Back to LanguageTool Homepage - Privacy - Imprint

Porting Language Tool to Python


#1

Hi, I'm keen on porting some of the Language Tool functionality to Python (open sourced, probably MIT license).

More specifically, I'd like to match on tokens based on its text, POS tag, etc. given the rules in grammar.xml. I was also going to translate the grammar.xml to grammar.yml for readability. There will be some enhancements like adding dependency tags to match on (so possibly another grammar.yml).

I wasn't sure what was permitted with your license. Would it fine to copy over the grammar.xml to my repo (with the LT license) and have a README that link to the github repo?


(Daniel Naber) #2

Frankly, as the developer of LT I'm not a big fan of this idea. Like many Open Source projects, LT could be so much better if we had more contributors. But we don't. Now if the very limited resources we have get spread over even more versions of LT, I think that would not help improve LT. Also, we offer a very easy to use HTTP server that can be started with a single command and that returns JSON which can be used from any programming language.

Another aspect is that LT relies on quite some external libraries, and they will probably not all exist for Python. So these features will be missing. We also have complex Java-based rules which either will need to be ported or they will simply be missing. Plus statistics-based detection of errors. Plus ongoing work on neural networks.

Of course the license allows you to take the LT files and use them in your project, no matter what language you use. Using .yml instead of .xml might be a good idea anyway (also for the Java version).


#3

I understand.

Though I'm thinking porting only the grammar.xml and not the entire program.

For example the NLP package spaCy has a matcher API. I could write some rules for matching on grammar, but I can avoid the cold start problem by porting over the LT rules.

So it's less an LT port but a grammar matching package for spaCy augmented greatly with LT rules (grammar.xml). There will be differences too, e.g., spaCy and LT return different sets of properties to match on.

I agree if it's just using LT in Python, using the server would be best.

If there's interest I could contribute a yml translation script.

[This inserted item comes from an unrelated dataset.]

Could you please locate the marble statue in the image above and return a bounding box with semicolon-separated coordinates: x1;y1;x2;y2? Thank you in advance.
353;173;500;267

Also didn't know about the neural network feature. Looks good.


(Daniel Naber) #4

Could you provide an example how a rule in yml would look like?


#5

Here's something that I'm working on (for "as follow" rule).

typos: 
  as_follow_as_follows: 
    corrections: 
      - Do you mean "as follows"?
    description: ~
    examples: 
      - We can elaborate this distinction as follow.
    patterns: 
      # direct string match
      - as follow
      # match on list of dictionaries
      - 
        - 
          LOWER: as
          POS: ADP
        - 
          LOWER: follow